JIT Compile with Shape Parameters Passed as Templates

I have been looking into PyTorch’s C++ CUDA/CPU Extension Tutorial and at PyTorch’s torch.jit.load(..) function.

My understanding is that a CUDA kernel that is compiled for a specific shape will have a better performance than a generic CUDA kernel. (e.g. check the discussion in this link)

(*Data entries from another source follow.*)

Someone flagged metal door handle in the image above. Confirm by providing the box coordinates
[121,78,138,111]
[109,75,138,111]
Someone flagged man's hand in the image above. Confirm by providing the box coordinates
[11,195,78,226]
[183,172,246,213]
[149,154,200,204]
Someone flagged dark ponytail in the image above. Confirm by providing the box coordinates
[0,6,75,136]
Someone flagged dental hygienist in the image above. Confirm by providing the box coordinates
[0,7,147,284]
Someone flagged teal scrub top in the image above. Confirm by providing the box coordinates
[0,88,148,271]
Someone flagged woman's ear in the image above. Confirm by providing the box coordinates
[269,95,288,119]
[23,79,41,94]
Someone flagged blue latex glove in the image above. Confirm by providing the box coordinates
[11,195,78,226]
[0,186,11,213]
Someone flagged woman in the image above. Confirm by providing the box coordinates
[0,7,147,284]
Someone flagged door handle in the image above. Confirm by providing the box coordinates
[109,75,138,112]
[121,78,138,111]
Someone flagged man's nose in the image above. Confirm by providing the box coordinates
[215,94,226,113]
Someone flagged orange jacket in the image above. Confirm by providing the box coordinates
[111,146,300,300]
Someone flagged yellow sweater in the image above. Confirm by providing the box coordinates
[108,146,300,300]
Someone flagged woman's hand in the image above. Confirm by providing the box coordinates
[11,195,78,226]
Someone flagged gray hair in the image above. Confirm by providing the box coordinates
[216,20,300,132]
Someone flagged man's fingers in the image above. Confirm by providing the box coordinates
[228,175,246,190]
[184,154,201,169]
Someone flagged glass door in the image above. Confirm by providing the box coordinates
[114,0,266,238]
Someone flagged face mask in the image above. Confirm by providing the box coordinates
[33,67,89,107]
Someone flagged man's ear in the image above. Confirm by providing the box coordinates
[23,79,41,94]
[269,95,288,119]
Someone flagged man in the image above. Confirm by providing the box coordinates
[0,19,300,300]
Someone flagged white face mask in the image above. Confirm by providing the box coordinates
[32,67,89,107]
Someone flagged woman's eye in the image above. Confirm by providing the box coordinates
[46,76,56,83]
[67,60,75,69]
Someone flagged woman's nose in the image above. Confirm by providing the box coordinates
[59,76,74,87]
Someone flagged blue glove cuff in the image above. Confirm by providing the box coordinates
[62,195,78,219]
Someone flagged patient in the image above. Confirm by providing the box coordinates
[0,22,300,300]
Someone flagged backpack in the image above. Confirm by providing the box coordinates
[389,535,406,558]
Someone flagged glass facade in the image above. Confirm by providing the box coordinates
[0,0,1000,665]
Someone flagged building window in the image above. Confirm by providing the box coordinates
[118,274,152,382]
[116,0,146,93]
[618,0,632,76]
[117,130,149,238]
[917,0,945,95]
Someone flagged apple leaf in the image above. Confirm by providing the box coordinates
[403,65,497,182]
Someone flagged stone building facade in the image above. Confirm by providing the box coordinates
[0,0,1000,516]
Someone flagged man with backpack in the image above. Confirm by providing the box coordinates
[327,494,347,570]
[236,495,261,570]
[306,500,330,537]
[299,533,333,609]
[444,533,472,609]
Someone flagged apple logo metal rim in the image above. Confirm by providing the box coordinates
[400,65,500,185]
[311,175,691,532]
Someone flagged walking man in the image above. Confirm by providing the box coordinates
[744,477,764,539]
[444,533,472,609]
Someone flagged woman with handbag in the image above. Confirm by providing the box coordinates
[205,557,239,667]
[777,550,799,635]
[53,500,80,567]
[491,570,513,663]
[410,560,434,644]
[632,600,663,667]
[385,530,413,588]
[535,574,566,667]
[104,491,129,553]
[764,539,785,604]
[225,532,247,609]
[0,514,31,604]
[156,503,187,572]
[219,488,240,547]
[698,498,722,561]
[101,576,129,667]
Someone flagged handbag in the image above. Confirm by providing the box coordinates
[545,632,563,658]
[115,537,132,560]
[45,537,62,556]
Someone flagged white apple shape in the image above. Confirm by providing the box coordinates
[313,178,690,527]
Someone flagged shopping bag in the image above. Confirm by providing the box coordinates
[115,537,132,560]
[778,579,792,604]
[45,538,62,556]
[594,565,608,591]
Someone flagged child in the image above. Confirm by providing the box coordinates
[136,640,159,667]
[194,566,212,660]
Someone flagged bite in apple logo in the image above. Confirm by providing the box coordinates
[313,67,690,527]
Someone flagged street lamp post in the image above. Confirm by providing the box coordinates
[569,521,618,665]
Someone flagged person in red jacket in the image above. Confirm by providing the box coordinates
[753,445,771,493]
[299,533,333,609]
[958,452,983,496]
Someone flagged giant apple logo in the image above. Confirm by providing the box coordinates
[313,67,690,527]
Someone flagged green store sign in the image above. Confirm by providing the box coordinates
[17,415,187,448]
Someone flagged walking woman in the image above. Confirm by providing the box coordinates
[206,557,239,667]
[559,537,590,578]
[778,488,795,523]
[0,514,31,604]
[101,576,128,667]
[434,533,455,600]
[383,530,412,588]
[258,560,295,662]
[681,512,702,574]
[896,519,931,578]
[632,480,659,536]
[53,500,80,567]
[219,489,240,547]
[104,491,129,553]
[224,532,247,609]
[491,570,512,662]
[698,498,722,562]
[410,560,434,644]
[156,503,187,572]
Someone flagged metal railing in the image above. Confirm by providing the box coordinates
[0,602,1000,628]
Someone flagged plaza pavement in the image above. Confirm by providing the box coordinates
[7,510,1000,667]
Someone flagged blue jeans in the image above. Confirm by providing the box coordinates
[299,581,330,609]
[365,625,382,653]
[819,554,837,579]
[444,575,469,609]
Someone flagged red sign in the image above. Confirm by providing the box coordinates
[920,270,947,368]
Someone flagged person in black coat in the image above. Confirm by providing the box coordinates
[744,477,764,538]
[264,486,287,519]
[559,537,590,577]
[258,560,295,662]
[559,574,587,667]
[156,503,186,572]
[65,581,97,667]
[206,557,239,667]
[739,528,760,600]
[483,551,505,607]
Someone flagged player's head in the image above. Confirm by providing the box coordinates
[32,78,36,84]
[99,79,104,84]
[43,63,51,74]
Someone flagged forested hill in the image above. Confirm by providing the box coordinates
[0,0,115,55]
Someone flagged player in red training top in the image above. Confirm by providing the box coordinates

Having said that, my question is: it possible to create a CUDA kernel with shapes passed as a template (and hence it will be compiled for a specific shape), e.g., something like:

#include <torch/extension.h>

#include <vector>
#include <ATen/NativeFunctions.h>
#include <ATen/Config.h>

template<c10::ArrayRef<long int> weight_size,  c10::ArrayRef<long int> padding,
    c10::ArrayRef<long int> stride, c10::ArrayRef<long int> dilation>
at::Tensor conv2d_forward(
    const at::Tensor& input,
    const at::Tensor& weight,
    int64_t groups,
    bool benchmark,
    bool deterministic) {

  // TODO: define kernel here
}

PYBIND11_MODULE(TORCH_EXTENSION_NAME, m) {
  m.def("conv2d_forward", &conv2d_forward, "Conv2d forward");
}

and then when JITTing pass the shape and related parameters:

from torch.utils.cpp_extension import load
conv2d_ours = load(name="conv2d_forward", sources=["conv2d_forward.cpp"], params=[ "weight_size" = weight_size, "padding"=padding, "stride"=stride, "dilation"=dilation], verbose=True)

Ideally, before invoking the convolution op, we look at the shape parameters and check if there has been a previously JITed version for the same parameters. If there exists, then we just invoked that pre-compiled kernel, else JIT compile the kernel and invoke it.

My understanding is that high-level compilers, like XLA and TVM, JIT compile kernels to specific shapes to enhance performance. It will be great if we can do something similar in PyTorch.